Sin also ties into the normative argument that believers should work out the spiritualization of law that Domingo’s five-level chart describes. Sin will hinder societies from making linear or permanent gains on Domingo’s spiritualization scale. One human generation sanctified by the Spirit may limit “domination” (23) and reduce unnecessary “coercion” (25) by implementing country-wide human rights reforms (or reforms in international law, as discussed in chapters 7 and 8), only to be followed by a sinful generation that swiftly undoes those reforms and constructs a regime even worse than the one in place before. History abounds with examples of this—think of the Weimar Republic, the Arab Spring, the French Revolution, or the Israelite kings in Samuel, Kings, and Chronicles.

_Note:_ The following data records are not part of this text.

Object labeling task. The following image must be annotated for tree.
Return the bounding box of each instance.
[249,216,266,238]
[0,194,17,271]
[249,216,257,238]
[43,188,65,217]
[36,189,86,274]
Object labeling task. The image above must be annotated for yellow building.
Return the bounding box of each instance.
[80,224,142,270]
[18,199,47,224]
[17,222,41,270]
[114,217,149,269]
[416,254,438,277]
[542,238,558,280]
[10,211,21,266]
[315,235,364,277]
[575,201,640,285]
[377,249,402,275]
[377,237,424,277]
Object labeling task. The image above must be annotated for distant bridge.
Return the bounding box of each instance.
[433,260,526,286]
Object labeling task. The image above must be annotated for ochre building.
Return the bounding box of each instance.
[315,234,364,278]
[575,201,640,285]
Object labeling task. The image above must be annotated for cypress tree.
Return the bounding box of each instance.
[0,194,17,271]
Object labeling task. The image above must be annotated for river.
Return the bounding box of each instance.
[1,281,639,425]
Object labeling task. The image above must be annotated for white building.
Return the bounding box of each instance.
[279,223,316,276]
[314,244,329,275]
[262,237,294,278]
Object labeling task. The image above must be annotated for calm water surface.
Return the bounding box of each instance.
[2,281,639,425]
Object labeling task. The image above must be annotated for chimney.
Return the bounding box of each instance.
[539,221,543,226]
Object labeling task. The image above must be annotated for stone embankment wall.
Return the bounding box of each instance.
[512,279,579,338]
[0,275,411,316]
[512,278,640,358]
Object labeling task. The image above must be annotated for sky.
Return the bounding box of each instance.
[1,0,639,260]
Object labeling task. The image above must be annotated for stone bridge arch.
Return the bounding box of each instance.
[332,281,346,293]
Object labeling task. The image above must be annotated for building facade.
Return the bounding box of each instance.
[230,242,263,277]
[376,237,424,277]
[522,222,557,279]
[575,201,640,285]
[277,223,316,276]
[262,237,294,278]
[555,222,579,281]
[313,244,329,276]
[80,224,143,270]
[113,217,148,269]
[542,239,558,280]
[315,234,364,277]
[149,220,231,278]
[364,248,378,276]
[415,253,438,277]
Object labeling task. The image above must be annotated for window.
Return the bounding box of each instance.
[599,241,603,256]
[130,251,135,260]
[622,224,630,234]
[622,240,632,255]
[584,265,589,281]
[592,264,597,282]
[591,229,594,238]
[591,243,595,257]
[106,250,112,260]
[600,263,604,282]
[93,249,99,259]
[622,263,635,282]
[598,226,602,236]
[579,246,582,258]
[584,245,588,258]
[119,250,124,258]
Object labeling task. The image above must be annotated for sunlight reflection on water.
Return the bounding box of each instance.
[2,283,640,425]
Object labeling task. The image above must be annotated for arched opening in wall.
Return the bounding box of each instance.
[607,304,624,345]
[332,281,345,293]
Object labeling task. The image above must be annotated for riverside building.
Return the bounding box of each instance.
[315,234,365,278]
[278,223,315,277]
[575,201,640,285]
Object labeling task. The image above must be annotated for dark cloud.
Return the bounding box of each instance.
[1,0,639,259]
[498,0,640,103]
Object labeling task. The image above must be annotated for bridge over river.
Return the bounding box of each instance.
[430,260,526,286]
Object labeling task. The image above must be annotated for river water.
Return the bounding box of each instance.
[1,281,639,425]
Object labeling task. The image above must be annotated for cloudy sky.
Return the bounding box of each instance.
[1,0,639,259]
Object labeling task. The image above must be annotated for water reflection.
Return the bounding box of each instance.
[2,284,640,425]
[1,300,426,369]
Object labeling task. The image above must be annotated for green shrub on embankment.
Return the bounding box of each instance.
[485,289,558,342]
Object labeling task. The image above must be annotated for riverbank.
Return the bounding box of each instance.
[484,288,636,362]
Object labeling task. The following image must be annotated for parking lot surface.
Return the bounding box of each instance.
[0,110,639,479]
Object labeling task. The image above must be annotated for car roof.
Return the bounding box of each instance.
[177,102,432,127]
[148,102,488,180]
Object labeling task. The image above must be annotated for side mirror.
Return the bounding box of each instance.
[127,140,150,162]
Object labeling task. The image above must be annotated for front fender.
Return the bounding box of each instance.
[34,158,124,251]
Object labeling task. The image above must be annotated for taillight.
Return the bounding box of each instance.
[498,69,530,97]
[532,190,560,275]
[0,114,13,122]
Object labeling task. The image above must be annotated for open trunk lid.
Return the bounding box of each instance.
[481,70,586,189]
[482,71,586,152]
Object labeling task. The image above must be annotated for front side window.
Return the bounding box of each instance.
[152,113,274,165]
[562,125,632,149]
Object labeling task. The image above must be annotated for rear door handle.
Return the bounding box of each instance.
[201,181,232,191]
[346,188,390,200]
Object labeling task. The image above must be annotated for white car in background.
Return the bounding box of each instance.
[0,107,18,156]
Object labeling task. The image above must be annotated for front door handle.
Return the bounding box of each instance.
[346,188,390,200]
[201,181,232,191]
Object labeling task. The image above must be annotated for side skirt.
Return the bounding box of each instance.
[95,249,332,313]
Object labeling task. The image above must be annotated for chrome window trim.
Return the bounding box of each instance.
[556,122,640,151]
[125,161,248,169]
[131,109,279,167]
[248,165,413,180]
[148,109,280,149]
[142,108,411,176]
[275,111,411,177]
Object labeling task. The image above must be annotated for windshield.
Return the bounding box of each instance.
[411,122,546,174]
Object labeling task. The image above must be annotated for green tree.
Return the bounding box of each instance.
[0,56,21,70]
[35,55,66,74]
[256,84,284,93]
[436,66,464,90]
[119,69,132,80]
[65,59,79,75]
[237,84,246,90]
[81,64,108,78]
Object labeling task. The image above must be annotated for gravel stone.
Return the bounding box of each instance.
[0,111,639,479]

Recognizing sin clarifies that our motivation to work out earthly legal reforms cannot turn on the premise that those changes will endure and cause society to evolve from barbaric to egoic to equality to solidarity law. Instead, the reason why believers should work out the spiritualization of law (again, Domingo’s normative argument) is, more simply, love. Loving one’s neighbor—which entails sacrificially seeking his good, both individually and structurally—is inherently meaningful, even if all of love’s fruits falter.

That love, like other suprarational realities, cannot be coerced but should be given the space to flourish (as Domingo discusses in chapters 4 and 5), which leads to my final point: by illustrating the richness of suprarationality, Domingo attests to the importance of the “first-class right” of religious freedom (115). Indeed, chapters 1, 2, and 7 through 14 abound with ideas and stories that speak to the spiritual, moral, political, and legal goodness that flows from accessing the transcendent. And in so doing, these chapters give all the more reason to protect that immeasurable access—to protect the right to religious freedom and to religion—and to see religion as so much more than a set of cheap comforts or commands. For the Christian, Law and Religion in a Secular Age attests to the “surpassing worth of knowing Christ” (Philippians 3:8, ESV)—noncoercive union with Goodness that cannot but animate all areas, including legal areas, of this life.

Acknowledgments and Citation Guide

I have no competing interests to declare. Citations follow the Chicago Manual of Style, 18th edition, and citations to the reviewed book are in parentheses. Quotations from the Bible are from the English Standard Version.